I see numerous couples every year and for the most part they are in reasonably good shape financially. Most of them have a vision for their life’s journey, and if they don’t, it usually doesn’t take long to figure out what makes them tick and to help them make plans for their future. What I spend most of my time doing, however, is relationship work. I usually work with the couple, but my work often extends to the wider family too. What I have discovered is that we often operate unconsciously, not realising how powerful our words and actions can be. Those destructive emotions I mentioned earlier creep into our relationships surreptitiously. While they go unnoticed at first, they multiply and compound over the years, and can eventually result in strained relations with the people we love the most.
One of the first tell-tale signs is fractured communication. I am continually amazed at how often I have husband or wife sharing things with me that they wouldn’t dream of telling their partner. It is, then, the powerful life planning process which puts them in a safe enough space to tell each other how they really feel.
Stephen Covey, in his book “The 7 Habits of Highly Effective Families”, encourages us to implement a system of accounting when it comes to our personal relationships. We all have an emotional bank account for each of our relationships. One is for our relationship with our spouse, one is for each of our children and friends, and we also hold separate accounts for our mother, father, brothers and sisters. And emotional bank accounts, like with normal bank accounts, work on a system of deposits and withdrawals.
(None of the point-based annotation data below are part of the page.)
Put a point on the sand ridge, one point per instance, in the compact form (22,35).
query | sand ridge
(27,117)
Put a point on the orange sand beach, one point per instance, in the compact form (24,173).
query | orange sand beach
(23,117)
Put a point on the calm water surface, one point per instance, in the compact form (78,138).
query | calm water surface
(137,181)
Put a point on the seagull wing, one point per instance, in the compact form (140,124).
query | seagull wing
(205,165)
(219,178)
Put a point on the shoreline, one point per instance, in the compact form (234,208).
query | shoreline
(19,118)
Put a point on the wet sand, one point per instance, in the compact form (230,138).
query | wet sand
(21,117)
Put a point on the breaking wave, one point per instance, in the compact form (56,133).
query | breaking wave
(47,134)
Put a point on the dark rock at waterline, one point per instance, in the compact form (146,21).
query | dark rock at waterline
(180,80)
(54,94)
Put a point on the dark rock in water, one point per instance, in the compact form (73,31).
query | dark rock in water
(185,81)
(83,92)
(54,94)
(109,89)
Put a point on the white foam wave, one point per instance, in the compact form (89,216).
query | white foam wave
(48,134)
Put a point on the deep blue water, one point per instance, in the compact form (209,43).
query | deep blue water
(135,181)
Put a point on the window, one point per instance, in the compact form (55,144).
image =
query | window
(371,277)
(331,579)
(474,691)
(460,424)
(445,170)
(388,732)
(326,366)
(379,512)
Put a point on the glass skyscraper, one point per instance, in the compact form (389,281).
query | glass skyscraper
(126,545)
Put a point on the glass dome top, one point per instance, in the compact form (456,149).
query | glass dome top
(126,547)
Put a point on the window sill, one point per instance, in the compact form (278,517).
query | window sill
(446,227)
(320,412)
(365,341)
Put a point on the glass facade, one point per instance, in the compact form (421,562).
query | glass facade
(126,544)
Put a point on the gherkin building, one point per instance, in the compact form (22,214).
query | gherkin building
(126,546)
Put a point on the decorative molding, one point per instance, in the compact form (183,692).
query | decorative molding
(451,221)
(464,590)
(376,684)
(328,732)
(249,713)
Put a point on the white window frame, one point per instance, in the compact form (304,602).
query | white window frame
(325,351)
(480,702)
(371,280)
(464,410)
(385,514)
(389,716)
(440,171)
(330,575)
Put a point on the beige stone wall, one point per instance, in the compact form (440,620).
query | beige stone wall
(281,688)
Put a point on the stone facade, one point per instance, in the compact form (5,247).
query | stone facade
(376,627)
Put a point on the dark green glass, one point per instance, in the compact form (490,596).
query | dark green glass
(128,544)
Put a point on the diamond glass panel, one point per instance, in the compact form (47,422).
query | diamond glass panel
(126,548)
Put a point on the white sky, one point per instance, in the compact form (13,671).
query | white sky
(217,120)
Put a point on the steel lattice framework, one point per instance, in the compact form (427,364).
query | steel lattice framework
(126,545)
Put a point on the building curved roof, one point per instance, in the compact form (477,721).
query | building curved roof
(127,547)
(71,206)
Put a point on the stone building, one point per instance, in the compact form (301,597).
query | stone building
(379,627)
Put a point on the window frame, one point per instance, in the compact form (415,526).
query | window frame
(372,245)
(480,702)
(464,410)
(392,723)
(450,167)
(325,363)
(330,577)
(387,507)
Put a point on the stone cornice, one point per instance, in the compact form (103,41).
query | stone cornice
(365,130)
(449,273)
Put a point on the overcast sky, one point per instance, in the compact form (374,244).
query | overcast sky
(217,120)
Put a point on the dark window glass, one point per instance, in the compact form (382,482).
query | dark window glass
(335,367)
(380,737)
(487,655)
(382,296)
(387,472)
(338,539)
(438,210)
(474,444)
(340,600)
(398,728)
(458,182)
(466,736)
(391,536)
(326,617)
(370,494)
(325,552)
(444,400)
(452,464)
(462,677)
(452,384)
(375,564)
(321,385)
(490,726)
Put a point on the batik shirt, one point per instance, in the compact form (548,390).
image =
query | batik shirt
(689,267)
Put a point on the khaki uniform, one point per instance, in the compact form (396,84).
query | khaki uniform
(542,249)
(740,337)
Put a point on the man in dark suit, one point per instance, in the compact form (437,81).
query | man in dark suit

You make deposits by proactively doing things that build relationships, and you make withdrawals by reactively doing things that decrease the level of trust. At any given time, the balance of trust in the account determines how well you can communicate and solve problems with another person.
If you have a high balance in your emotional bank account with others, then there’s a high level of trust. Communication is open and free. Even if you make a mistake in the relationship, the emotional reserves will compensate for it.
But if the account balance is low or even overdrawn, then there’s no trust and thus no authentic communication. It’s like walking in a minefield – you’re always on edge and watching every move you make. Even your better intentions are misunderstood.
You make deposits by:
Doing something for someone else. This could be something you don’t necessarily enjoy but which makes the other person happy.
Being kind to someone who is having a bad day, even if it just means listening and letting that person offload.
Saying the magic words “I’m sorry.”
Genuinely complimenting somebody
Try, however, to avoid tit-for-tat scenarios where you are accounting for every word, deed and action. Rather use the emotional bank account to see everyday interactions as opportunities to build relationships of love and trust. Use them as a way to become more conscious of your actions in your relationships, and how they affect the people you love.
Why not use the newness of spring to initiate a new way of approaching your most valuable relationships. Start by evaluating your emotional bank accounts. Are you overdrawn in your relationship with your spouse? Perhaps there are feelings of being taken-advantage-of as far as a close friend is concerned. I encourage you now to make intentional deposits where necessary. Mend the rifts and imbalances, and go forward with a heightened awareness.